After 4 billion years, the dwarf planet Ceres is still carrying a surprising amount of water weight — as much as 30 percent.
The finding, which was published in the Jan. 6 edition of the journal Science, is consistent with earlier models, and provides valuable clues to how Ceres formed.
NASA’s Dawn spacecraft found the water using the Gamma Ray and Neutron Detector (GRaND), an instrument that matches chemical elements to patterns of gamma rays and neutrons emitted by Ceres as cosmic rays strike its surface.
“The gammas and neutrons give you a fingerprint of the elemental composition of the surface to a depth of about a meter,” said Tom Prettyman, GRaND team leader and a senior scientist at the Tucson-based Planetary Science Institute.
The key word is elements. Prettyman explained that GRaND cannot detect molecules per se, so researchers have to infer the presence of water based on what they know about how the compound affects the makeup of similar objects, such as the groups of meteorites known as carbonaceous chondrites.
“So, when I’m talking about water, as seen by GRaND, we’re making kind of a leap — we’re making an assumption that the hydrogen is in — mostly in — the form of water."
The accumulated research on Ceres indicates that water has played a significant role in the dwarf planet’s history, from a 13,000-foot volcano formed by the action of salty, muddy ice, to existing ice deposits that sit in the “cold traps” of shadowy craters. At least one study has shown that ice might “hop” around Ceres — or escape it, as heating processes sublimate surface ice into water vapor.

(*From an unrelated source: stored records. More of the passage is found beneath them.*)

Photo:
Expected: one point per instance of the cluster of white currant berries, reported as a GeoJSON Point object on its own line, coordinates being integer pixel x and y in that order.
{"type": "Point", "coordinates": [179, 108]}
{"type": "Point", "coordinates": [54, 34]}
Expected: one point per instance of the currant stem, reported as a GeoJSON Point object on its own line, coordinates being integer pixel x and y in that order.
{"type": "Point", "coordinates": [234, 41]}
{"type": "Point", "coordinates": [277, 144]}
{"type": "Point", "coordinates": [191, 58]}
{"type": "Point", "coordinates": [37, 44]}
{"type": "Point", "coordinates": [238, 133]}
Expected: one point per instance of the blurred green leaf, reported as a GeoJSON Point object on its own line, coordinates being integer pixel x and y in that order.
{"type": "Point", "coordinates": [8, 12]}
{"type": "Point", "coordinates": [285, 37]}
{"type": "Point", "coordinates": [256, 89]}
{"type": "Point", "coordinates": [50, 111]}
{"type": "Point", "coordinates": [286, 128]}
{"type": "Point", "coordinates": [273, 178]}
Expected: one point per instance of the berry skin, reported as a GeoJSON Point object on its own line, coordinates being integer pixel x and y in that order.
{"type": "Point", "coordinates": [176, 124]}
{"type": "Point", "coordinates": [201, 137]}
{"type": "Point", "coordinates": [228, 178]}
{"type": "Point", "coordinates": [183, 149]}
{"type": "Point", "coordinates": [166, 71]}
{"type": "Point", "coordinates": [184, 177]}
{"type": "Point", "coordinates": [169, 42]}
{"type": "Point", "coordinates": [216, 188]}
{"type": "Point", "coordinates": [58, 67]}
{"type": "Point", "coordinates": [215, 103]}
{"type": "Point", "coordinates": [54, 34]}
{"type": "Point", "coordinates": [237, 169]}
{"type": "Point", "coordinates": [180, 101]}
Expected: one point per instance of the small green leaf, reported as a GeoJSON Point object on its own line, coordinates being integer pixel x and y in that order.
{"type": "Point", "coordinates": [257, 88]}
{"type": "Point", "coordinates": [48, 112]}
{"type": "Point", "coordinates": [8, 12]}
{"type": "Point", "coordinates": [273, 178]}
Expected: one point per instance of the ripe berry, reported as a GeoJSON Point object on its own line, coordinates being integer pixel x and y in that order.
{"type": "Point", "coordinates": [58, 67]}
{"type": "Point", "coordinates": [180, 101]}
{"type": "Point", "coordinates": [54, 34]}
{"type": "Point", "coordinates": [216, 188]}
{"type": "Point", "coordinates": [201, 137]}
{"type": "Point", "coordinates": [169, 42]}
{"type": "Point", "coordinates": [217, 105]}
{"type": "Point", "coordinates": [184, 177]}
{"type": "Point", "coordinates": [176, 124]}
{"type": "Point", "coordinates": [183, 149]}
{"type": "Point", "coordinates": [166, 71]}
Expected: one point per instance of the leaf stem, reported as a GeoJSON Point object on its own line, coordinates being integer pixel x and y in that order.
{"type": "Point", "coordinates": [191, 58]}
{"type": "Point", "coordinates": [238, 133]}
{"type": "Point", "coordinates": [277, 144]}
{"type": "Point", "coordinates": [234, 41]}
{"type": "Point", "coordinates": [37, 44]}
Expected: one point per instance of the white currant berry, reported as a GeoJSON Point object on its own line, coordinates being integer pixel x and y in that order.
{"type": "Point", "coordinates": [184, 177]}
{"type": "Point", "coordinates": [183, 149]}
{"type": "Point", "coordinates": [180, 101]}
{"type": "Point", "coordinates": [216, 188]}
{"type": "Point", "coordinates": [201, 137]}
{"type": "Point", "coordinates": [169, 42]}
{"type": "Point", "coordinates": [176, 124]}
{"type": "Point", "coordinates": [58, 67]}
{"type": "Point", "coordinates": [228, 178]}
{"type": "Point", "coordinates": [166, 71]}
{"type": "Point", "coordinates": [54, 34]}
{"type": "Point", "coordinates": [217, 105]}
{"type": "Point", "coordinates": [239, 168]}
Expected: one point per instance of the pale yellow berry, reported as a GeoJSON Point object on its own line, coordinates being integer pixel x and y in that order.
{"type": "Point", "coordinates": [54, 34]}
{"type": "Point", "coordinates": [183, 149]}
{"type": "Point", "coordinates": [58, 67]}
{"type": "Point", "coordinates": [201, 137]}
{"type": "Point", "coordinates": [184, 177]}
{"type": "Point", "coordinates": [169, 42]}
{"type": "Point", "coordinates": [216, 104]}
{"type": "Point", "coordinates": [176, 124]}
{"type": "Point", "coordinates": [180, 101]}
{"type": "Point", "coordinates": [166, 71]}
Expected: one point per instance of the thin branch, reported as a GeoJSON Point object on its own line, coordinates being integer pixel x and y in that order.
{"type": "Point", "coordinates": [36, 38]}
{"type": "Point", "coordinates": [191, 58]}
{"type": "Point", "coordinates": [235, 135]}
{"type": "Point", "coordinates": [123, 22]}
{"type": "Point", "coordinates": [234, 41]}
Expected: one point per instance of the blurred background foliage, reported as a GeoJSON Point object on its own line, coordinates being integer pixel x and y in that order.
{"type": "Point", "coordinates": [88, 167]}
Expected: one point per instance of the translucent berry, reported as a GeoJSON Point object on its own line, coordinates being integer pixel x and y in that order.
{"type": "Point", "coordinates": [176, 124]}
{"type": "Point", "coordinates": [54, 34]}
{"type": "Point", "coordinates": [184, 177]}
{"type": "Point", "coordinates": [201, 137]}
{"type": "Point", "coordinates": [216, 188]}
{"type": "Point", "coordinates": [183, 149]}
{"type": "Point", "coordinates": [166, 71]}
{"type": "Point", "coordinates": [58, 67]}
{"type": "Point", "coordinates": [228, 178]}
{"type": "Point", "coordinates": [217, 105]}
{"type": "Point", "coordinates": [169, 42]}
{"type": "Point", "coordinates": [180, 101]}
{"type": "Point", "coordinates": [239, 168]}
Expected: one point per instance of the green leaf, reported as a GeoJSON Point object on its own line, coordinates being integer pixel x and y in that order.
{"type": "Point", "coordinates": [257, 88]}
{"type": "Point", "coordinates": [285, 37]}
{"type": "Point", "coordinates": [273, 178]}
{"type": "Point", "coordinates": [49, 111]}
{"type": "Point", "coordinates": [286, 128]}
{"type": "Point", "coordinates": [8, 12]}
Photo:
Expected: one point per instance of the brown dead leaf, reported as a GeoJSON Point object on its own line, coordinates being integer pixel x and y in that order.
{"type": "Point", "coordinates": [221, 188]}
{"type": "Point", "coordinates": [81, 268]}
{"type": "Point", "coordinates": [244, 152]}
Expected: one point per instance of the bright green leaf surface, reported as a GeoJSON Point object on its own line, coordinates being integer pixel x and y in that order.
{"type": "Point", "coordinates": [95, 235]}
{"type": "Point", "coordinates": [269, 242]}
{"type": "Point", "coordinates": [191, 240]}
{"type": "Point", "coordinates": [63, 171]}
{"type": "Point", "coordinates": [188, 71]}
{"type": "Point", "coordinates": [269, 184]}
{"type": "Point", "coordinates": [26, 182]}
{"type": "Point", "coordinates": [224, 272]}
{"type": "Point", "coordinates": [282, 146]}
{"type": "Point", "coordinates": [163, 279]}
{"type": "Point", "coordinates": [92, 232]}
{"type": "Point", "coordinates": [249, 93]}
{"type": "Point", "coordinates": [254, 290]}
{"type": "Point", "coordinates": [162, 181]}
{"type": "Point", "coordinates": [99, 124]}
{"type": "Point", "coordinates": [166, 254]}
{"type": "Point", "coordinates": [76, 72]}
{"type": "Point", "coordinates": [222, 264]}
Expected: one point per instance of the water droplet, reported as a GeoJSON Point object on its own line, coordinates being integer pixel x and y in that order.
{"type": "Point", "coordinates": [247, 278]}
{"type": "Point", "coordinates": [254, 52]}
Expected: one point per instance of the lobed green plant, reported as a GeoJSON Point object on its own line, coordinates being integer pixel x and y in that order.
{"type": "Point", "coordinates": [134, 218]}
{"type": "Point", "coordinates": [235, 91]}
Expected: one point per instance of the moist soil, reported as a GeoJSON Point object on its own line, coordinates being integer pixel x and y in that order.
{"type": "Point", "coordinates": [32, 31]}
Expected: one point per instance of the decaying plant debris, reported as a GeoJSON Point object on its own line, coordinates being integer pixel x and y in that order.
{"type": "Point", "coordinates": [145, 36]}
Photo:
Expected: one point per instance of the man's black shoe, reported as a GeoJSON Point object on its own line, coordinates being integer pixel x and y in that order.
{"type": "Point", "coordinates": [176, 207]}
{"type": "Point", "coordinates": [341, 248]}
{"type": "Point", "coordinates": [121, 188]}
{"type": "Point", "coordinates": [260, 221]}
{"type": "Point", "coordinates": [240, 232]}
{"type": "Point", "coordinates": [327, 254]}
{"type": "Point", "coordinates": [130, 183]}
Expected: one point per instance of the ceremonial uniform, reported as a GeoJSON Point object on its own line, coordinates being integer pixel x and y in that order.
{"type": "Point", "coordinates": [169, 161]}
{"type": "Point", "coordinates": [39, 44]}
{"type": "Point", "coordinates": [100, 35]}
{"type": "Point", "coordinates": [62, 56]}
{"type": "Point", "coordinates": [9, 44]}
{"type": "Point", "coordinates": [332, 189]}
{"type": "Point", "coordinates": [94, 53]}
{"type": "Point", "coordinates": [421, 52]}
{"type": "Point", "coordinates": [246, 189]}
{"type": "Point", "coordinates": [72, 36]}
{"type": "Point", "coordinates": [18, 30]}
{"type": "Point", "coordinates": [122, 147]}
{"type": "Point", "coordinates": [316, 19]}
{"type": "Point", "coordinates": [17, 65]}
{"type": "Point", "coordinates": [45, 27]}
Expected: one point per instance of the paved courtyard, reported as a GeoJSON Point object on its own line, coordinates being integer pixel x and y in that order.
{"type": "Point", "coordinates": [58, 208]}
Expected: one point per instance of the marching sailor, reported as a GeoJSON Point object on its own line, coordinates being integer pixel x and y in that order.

Prettyman said ice distribution on Ceres is uneven due to the way exposure to the sun’s heat varies by latitude.
“If you went there and you got a shovel and dug a little hole at the north pole, you would probably immediately find water ice, whereas at the equator, you’d have to dig a little bit deeper — almost a meter beneath the surface,” said Prettyman.
The GRaND team found that beyond the water in this ice table, a surprising amount of Ceres’s water remains locked up in non-icy minerals. Prettyman explained that water altered material in Ceres’ interior as the dwarf planet developed and showed up in mineral lattices in the process.
“And so, if you add up all the sources of water that we see on Ceres, as inferred from GRaND observations, we get almost, but not quite, 30 percent. That’s very similar to what we expected going in, but still is a surprise to see it in the different forms that we found it," Prettyman said.
Dawn is the only spacecraft ever to orbit two destinations beyond Earth. After training its instruments on the giant asteroid Vesta from July 2011 to September 2012, it traveled to Ceres, where it has orbited since 2015.